Question

how to calculate unique read coverage in WGS of human

1

Entering edit mode

4.9 years ago

Nitha ▴ 20

Hi All,

I have to calculate the coverage for human WGS of illumina sequenced read. After reading the technique note of illumina I have some doubts in WGS coverage calculation of human sequence.

( https://www.illumina.com/content/dam/illumina-marketing/documents/products/technotes/hiseq-x-30x-coverage-technical-note-770-2014-042.pdf), it talks about the "the average coverage of unique reads".

As far I know, the formula for calculating the sequence Coverage for WGS: Coverage =( total reads * length of read * 2 )/ length of genome sequenced. Whether there is any other the formula used for WGS coverage calculation? if so what is the difference strategy used by illumina platform for calculating coverage for WGS?
As I said before, after reading the technical Note of illumina (pdf from the link given above), in this pdf it says [Illumina defines sequencing coverage as “the average coverage of unique reads across the non-N portion of the human genome.”] My understanding of unique read is, "the read which mapped only once in a genome with a given number of mismatches" (please correct if my understanding wrong or limited). Could any one give an explanation of how the coverage is calculated for unique reads? I think that some time the adapter region may be assumed to calculate as unique reads? Is it so ?
Whether I have to remove duplicated before WGS coverage calculation?
whether anyone have a link or supporting document how Illumina is calculating the coverage for WGS of human?
What is the unique read enrichment? What is the important role of unique reads in WGS coverage calculation?

Any leads will be highly appreciated.

Thank in advance.

next-gen sequencing WGS human illumina • 3.4k views

ADD COMMENT • link updated 4.9 years ago by h.mon 35k • written 4.9 years ago by Nitha ▴ 20

1

Entering edit mode

The technical note you linked ends up at a "Page Not Found" message. As for your questions, I will briefly answer them:

the formula you used is for paired reads. If you have single-end reads, you don't multiply by two - or, to make the formula simpler and more general, just use as total reads, well, the total number of reads (all R1 reads + all R2 reads). If one were to be precise, the overlapping part of paired-end reads should be subtracted, as they are not "unique".
"unique reads" in this context means reads arising from an independent DNA fragment, not PCR or optical duplicates. Unless the library preparation or the library clusterization on the flowcell had problems, WGS should have a small number of technical duplicates, and most people just ignore them. Unique reads are important because sequencing several times the same PCR duplicate doesn't add information and, in fact, can introduce errors.

the read which mapped only once in a genome with a given number of mismatches

no, this is a uniquely mapped read.

ADD REPLY • link 4.9 years ago by h.mon 35k

0

Entering edit mode

Correct note PDF: https://www.illumina.com/content/dam/illumina-marketing/documents/products/technotes/hiseq-x-30x-coverage-technical-note-770-2014-042.pdf

ADD REPLY • link 4.9 years ago by GenoMax 142k

0

Entering edit mode

@genomax The link which had given is the technical note, which I had mentioned in my post. I couldn't understand the statement in the technical note [Illumina defines sequencing coverage as “the average coverage of unique reads across the non-N portion of the human genome.”]. could you explain it.

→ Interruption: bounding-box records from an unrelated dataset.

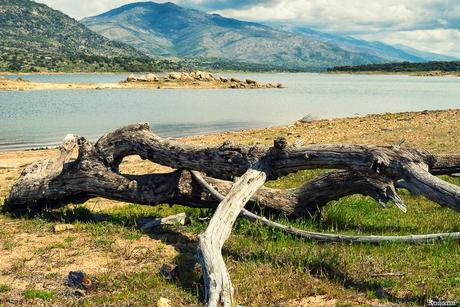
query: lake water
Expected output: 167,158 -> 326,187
0,74 -> 460,151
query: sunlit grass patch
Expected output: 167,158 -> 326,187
24,289 -> 54,301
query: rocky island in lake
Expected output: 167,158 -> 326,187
0,71 -> 283,91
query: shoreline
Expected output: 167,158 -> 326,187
322,70 -> 460,77
0,71 -> 283,91
0,109 -> 460,156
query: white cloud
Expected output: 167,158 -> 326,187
359,29 -> 460,58
37,0 -> 460,56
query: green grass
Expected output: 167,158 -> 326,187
0,284 -> 11,293
24,289 -> 54,301
0,171 -> 460,306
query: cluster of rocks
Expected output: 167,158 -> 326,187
126,74 -> 160,82
125,71 -> 283,88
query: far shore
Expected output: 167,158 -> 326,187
324,70 -> 460,77
0,109 -> 460,159
0,71 -> 283,91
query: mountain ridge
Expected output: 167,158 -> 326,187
0,0 -> 190,72
81,2 -> 406,69
81,1 -> 454,70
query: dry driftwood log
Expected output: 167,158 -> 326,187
5,124 -> 460,306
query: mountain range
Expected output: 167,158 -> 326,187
0,0 -> 185,71
0,0 -> 453,71
81,2 -> 456,70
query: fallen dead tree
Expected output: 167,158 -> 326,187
5,124 -> 460,306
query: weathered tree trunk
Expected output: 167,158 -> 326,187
5,124 -> 460,306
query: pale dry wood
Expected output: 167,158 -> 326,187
5,124 -> 460,306
92,124 -> 460,211
192,171 -> 460,243
197,168 -> 267,307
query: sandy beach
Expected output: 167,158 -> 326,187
0,71 -> 282,91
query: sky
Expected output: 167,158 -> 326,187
36,0 -> 460,57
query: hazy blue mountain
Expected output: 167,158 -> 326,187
82,2 -> 421,69
284,24 -> 458,62
282,25 -> 431,62
0,0 -> 143,57
395,44 -> 460,61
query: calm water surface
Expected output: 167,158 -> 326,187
0,74 -> 460,150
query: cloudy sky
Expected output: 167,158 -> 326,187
37,0 -> 460,57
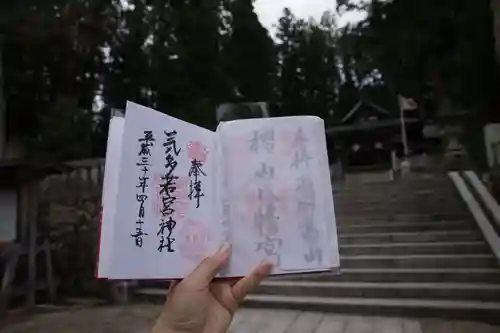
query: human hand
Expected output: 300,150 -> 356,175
152,246 -> 273,333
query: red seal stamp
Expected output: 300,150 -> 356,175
152,174 -> 189,219
188,141 -> 208,163
177,220 -> 210,261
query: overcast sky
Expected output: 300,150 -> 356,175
254,0 -> 364,33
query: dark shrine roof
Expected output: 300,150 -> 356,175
326,118 -> 420,136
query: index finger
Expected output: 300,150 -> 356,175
184,245 -> 231,286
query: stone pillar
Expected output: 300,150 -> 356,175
490,0 -> 500,66
0,35 -> 7,160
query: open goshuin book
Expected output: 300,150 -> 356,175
97,102 -> 339,279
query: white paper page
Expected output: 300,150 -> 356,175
105,102 -> 223,279
97,117 -> 125,278
217,117 -> 338,276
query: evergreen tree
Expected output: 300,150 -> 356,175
224,0 -> 276,102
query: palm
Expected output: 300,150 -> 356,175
153,245 -> 272,333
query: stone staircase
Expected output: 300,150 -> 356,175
245,176 -> 500,321
137,175 -> 500,322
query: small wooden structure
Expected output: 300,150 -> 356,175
326,99 -> 423,173
0,159 -> 71,316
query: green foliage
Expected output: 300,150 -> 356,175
276,9 -> 340,123
0,0 -> 500,158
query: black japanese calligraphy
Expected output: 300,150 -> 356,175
292,127 -> 312,169
250,128 -> 274,154
296,176 -> 323,263
188,159 -> 206,208
130,131 -> 155,247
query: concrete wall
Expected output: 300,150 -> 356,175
0,190 -> 17,243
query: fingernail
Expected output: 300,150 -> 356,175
260,260 -> 274,275
215,243 -> 231,255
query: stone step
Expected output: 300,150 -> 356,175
257,280 -> 500,301
332,184 -> 457,200
335,205 -> 468,216
340,241 -> 491,255
337,218 -> 473,234
335,211 -> 471,223
244,294 -> 500,322
340,254 -> 498,268
334,192 -> 460,206
278,268 -> 500,283
336,212 -> 468,224
339,228 -> 483,245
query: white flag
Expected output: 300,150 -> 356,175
398,95 -> 418,111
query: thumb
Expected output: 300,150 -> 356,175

ADD REPLY • link 4.9 years ago by Nitha ▴ 20

0

Entering edit mode

@h.mon Thanks you. I am using paired end sequence. Now the above link is working, could you please explain how the illumina calculating the coverage, and what they mentioning about the unique reads. How Does Illumina Calculate Human WGS Coverage? Illumina defines sequencing coverage as “the average coverage of unique reads across the non-N portion of the human genome.”* Researchers can perform coverage calculations equivalent to Illumina calculation methods using BWA WGA App v1.05 or Isaac WGS App v2.0.6

ADD REPLY • link 4.9 years ago by Nitha ▴ 20

score 1 · Answer 1 · 2019-06-24

The formula:

coverage = total reads * length of read / length of genome

describes the expected sequencing coverage, that is, the theoretical coverage one would obtain (under some assumptions) with a given amount of sequencing for a given (haploid) genome size. This is know as the Lander/Waterman equation, and is mentioned at another Illumina tech note: Estimating Sequencing Coverage. See for example How Much Of The Genome Will Remain Un-Sequenced At A Given Coverage? for more discussions.

The tech note you linked (Sequencing Coverage Calculation Methods for Human Whole-Genome Sequencing) deals with the realized sequencing coverage, that is, the sequencing coverage obtained, after some artifacts are removed and some difficulties are taken into account. This coverage is calculated empirically: reads are mapped to the genome and the resulting coverage is calculated. Table 1 of the tech note shows which are the artifacts removed, and the genome size considered is the genome size of unambiguous bases after hard-masking the genome to remove repetitive regions.

This empirical sequencing coverage may vary according to the tools (and its parameters) used and choices as to which artifacts to remove.